Edith could only nod in reply.

One of his hands smoothed her hair back from her face, and he looked at her wordlessly. She drank in the sight of him, his handsome sculpted features, the lines of cheekbone and jaw and chin; his straight dark brows above midnight blue eyes, his wavy, glossy brown hair. She felt that she could never get enough of looking at him, and in this moment, suspended in time, apart from everything outside this room, she was not going to stop.

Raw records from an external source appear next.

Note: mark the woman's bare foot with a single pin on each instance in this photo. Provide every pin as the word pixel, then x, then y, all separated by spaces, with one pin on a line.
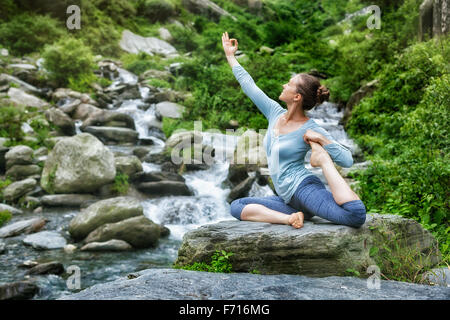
pixel 318 155
pixel 296 220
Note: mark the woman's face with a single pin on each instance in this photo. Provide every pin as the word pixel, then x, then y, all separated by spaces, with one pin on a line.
pixel 289 93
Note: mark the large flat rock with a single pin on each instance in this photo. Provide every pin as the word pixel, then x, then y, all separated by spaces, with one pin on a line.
pixel 173 284
pixel 319 249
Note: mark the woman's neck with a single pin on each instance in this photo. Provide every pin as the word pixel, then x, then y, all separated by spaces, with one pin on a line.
pixel 295 113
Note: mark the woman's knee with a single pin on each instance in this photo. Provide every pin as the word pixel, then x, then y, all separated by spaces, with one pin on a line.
pixel 357 212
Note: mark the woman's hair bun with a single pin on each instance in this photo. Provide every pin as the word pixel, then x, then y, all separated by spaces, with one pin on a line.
pixel 323 94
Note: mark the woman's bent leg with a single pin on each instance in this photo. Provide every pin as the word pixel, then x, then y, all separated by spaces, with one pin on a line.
pixel 265 209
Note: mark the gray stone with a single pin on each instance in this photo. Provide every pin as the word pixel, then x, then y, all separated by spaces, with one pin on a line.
pixel 172 284
pixel 140 232
pixel 128 165
pixel 102 212
pixel 19 290
pixel 134 43
pixel 18 155
pixel 320 248
pixel 20 172
pixel 46 268
pixel 165 188
pixel 45 240
pixel 113 134
pixel 61 120
pixel 170 109
pixel 24 226
pixel 18 189
pixel 20 97
pixel 78 164
pixel 10 209
pixel 66 200
pixel 111 245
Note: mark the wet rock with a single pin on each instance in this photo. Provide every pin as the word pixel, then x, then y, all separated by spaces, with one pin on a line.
pixel 206 8
pixel 438 276
pixel 175 284
pixel 46 268
pixel 24 226
pixel 20 97
pixel 113 134
pixel 319 249
pixel 140 232
pixel 19 290
pixel 170 109
pixel 165 188
pixel 128 165
pixel 10 209
pixel 158 176
pixel 18 189
pixel 102 212
pixel 61 120
pixel 241 190
pixel 111 245
pixel 134 43
pixel 79 164
pixel 19 155
pixel 20 172
pixel 66 200
pixel 45 240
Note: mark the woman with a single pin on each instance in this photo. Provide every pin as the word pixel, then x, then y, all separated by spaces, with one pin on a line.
pixel 290 135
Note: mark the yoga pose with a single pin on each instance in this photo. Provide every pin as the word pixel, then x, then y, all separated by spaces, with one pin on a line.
pixel 290 135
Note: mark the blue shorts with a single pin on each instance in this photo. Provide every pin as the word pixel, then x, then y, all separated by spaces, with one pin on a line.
pixel 313 199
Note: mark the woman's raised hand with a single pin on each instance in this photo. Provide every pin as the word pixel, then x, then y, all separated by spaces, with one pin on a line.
pixel 228 46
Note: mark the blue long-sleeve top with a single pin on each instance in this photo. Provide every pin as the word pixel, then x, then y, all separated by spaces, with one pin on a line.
pixel 286 152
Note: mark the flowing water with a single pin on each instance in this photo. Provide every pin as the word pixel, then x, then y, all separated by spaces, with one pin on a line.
pixel 179 213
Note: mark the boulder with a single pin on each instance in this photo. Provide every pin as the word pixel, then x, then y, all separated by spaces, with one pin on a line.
pixel 18 189
pixel 20 97
pixel 52 267
pixel 102 212
pixel 19 290
pixel 173 284
pixel 170 109
pixel 45 240
pixel 165 188
pixel 134 43
pixel 111 245
pixel 140 232
pixel 79 164
pixel 319 249
pixel 61 120
pixel 206 8
pixel 24 226
pixel 66 200
pixel 128 165
pixel 18 155
pixel 22 171
pixel 12 210
pixel 113 134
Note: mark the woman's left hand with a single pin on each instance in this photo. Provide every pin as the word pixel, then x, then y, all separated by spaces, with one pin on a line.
pixel 313 136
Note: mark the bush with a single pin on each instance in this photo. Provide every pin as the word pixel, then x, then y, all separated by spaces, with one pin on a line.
pixel 26 33
pixel 69 60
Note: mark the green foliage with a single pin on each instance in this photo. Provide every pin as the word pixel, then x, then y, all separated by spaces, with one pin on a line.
pixel 121 183
pixel 5 216
pixel 220 262
pixel 156 10
pixel 27 32
pixel 69 61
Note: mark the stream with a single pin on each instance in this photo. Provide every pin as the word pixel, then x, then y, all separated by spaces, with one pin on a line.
pixel 179 213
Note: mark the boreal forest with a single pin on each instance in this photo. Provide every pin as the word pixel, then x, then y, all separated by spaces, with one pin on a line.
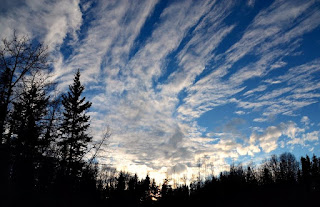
pixel 49 158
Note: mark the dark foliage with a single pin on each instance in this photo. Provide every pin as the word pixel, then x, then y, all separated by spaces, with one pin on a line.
pixel 44 154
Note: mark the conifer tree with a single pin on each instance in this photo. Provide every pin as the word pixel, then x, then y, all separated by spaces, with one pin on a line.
pixel 74 126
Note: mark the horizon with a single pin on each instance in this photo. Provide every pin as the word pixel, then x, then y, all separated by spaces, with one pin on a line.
pixel 181 81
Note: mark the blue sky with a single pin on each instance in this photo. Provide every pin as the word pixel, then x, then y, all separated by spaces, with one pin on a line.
pixel 178 81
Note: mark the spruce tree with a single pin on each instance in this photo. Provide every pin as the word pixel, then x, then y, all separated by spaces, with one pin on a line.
pixel 74 127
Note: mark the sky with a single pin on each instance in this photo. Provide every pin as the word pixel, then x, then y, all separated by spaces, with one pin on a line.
pixel 185 83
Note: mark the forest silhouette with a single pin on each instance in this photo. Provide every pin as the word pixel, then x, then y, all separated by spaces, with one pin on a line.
pixel 48 158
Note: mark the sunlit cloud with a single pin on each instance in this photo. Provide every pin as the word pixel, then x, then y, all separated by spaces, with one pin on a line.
pixel 172 79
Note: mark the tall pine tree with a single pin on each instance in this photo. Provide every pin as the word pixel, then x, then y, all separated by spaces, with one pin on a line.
pixel 74 127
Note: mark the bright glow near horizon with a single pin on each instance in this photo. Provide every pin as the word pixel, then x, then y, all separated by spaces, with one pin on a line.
pixel 178 81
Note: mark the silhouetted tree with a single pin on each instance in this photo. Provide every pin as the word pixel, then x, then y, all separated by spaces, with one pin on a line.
pixel 18 58
pixel 74 139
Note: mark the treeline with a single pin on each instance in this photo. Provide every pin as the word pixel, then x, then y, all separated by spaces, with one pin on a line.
pixel 44 143
pixel 48 158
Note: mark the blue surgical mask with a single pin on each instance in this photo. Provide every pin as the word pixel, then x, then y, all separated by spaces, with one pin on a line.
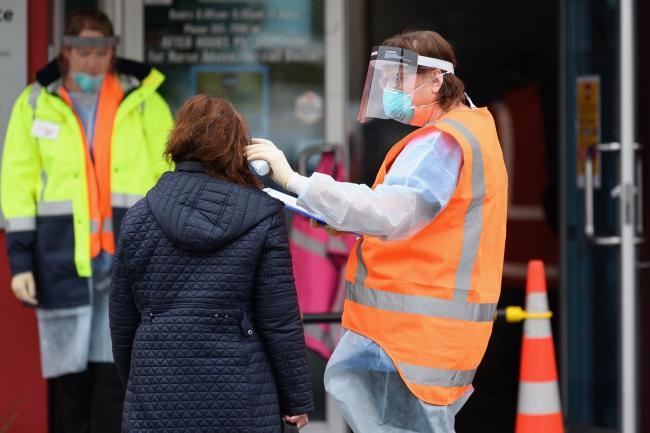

"Beautiful Edith," he whispered. His face was coming closer to hers, ever closer. She tipped her head back and closed her eyes.

The door banged open. Edith started in surprise. Her grandmother looked back at her from the doorway.

"Ah, there you are," said Lady Violet Crawley, nodding to them both. "How fortunate it is that I've finally managed to find both of you. Your room's been prepared, Patrick, of course. And Edith, I should rather like to have a word with you."

Everything was a blur of embarrassment after that. Patrick gave her a stricken look, but he left the room, and she heard him heading upstairs.

"Grandmama—I—" Edith began, as soon as they were alone.

"Hush, my dear," said Lady Violet, her eyes sad. For all that her grandmother had said she wanted to speak to her, she seemed to have nothing more to say.